Serial correlation coefficient is -0.000122 (totally uncorrelated = 0.0).
As expected these two have a better chi square distribution as they use hardware entropy sources.
I believe that the version of SM used in Sphere is using a linear congruential generator ripped from Java.
Anyway, a conclusion:
Unless you're doing cryptography in Sphere, the built in Math.random implementation really is good enough.
Anyway, a conclusion:
Unless you're doing cryptography in Sphere, the built in Math.random implementation really is good enough.
Indeed it is in a lot of cases; however, I don't think that was the crux of the argument here. The main issue with Math.random() in JS is there's no way to manually seed it, the JS engine automatically seeds it with the current time and there's nothing you can do about it. If you ever need a custom seed (as is often the case with games), you're stuck using a custom generator.
It would be very possible to expose an API that has a random number generator with a configurable seed value, though.
Or just use my drop-in replacement for random number generation in Sphere:
http://forums.spheredev.org/index.php/topic,76.msg963.html#msg963
It would be very possible to expose an API that has a random number generator with a configurable seed value, though.
Indeed, I was just responding to casiotone's assertion that the built-in Math.random() is good enough in most cases outside of cryptography (in which case you should be using an RNG designed for crypto anyway), which isn't the case if you need to set the seed value manually.
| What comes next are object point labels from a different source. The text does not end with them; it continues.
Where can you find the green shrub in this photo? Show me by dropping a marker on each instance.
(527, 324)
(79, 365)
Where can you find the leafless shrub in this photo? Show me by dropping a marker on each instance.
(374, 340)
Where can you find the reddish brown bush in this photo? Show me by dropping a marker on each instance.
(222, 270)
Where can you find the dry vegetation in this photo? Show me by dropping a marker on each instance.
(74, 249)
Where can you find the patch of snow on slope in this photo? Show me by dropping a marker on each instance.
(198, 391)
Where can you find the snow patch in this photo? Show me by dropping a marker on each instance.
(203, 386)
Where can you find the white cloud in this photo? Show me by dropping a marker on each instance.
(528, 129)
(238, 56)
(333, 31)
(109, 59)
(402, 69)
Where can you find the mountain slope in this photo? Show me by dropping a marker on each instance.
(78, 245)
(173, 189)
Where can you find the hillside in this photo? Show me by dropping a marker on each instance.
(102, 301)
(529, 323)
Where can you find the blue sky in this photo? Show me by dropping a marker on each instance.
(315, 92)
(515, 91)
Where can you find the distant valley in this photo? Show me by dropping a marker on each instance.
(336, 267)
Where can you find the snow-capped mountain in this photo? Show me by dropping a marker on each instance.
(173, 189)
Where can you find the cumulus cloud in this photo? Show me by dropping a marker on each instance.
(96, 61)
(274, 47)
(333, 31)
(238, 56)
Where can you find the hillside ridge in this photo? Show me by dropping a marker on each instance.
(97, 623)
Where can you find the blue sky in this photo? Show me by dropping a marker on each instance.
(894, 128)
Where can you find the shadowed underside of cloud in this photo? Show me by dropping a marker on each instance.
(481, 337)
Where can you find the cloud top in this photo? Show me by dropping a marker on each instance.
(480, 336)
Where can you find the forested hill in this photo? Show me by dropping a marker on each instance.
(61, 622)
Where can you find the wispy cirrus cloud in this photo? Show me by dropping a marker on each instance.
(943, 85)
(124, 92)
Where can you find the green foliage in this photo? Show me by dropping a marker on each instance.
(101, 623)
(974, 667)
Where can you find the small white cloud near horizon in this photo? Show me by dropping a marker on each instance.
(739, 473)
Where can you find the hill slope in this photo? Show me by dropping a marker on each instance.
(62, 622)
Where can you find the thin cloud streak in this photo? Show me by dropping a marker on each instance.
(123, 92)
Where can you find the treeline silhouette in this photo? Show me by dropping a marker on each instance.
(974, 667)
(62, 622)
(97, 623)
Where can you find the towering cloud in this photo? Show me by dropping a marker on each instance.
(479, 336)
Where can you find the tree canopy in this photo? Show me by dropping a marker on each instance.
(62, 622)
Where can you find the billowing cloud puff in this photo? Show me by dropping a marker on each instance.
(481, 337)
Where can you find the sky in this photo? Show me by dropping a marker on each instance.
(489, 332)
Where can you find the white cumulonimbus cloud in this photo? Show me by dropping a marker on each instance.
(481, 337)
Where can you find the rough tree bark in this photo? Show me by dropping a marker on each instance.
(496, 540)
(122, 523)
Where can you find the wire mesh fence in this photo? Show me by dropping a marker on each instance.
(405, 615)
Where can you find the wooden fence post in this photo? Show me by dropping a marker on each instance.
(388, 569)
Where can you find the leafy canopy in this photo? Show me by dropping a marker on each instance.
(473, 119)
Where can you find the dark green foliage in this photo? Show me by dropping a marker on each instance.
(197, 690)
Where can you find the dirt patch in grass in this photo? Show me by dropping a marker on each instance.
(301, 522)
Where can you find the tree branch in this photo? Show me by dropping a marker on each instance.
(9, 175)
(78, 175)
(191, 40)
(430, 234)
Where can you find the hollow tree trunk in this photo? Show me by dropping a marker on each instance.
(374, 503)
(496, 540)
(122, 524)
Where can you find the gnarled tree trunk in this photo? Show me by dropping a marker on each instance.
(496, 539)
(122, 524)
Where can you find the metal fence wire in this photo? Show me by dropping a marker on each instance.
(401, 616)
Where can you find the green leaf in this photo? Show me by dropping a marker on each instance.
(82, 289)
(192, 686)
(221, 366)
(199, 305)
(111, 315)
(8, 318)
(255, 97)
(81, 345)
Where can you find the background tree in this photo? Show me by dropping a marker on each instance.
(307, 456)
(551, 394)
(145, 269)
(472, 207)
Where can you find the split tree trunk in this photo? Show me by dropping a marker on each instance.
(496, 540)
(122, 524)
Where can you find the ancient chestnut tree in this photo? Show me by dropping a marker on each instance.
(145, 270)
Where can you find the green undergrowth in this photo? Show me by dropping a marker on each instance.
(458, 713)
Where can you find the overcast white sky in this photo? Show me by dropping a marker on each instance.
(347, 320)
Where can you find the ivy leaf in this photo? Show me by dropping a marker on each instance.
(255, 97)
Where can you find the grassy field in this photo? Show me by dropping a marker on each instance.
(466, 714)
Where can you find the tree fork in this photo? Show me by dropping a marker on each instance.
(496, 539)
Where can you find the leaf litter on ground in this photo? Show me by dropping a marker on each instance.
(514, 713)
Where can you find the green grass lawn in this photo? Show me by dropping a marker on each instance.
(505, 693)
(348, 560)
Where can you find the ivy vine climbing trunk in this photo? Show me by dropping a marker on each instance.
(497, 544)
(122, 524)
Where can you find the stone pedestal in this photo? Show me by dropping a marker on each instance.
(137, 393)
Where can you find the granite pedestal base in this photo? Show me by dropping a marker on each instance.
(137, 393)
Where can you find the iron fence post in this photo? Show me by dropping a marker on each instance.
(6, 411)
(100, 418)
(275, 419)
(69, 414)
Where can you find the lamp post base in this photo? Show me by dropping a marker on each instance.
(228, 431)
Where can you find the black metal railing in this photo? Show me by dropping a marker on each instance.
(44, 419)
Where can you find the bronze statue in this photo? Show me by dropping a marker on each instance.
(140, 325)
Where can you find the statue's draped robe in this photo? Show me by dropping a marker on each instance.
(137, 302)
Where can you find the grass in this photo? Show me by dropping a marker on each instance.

But yeah, that's the great thing about JS (and well, pretty much any language with first-class functions): It's very easy to override even built-in APIs with your own version. In short, monkey-patching is awesome. ;)
You know what would be even better? If you could manually seed Math.random() to begin with. :P
But yeah, I can see these being very useful for predictable random number generation!
You know what would be even better? If you could manually seed Math.random() to begin with. :P
But yeah, I can see these being very useful for predictable random number generation!
You can if you punch some duckmonkeys (read: polyfill the existing methods). But definitely have to agree, it should have been standard. Hell, even frigging
QBasic used to let you set the random number seed!
There is very little stopping an engine from providing a builtin random number generator that can accept an arbitrary seed.
There is very little stopping an engine from providing a builtin random number generator that can accept an arbitrary seed.
The method to set the seed wouldn't be standard, though.
There is very little stopping a standard from providing a builtin random number generator that can accept an arbitrary seed.
@Radnen: Go tell that to ECMA. ;-)
Alright, seeing how long it's taking to get 'const' by, I think a standard would take time there. :P
In a way though, the lack of a standardized way to seed the generator makes sense though, now that I think about it; the JS standard only specifies behavior and tries to leave runtimes free to implement stuff any way they want. Adding a seeding method would pretty much require all JS engines to interpret the seed the same way--which means by mathematical definition, they'd all have to use the same generator--not really an ideal state of affairs.
I would consider at least having the ability to seed a generator, even if the results were inconsistent between engines, to be a good thing.
On the other hand, it wouldn't be all that difficult to make a shared library that uses the GNU standard library's random method and uses C-linkage, that is used by all the engines.
I would consider at least having the ability to seed a generator, even if the results were inconsistent between engines, to be a good thing.
That could potentially break any program that saves random number seeds to a file for later use, e.g. in game saves, if the underlying JS engine ever changes. In fact, Sphere is a perfect example of where that would be a problem. Sphere 1.x, TurboSphere, Sphere-sfml, they all use different engines. Best to leave this to external libraries, I think.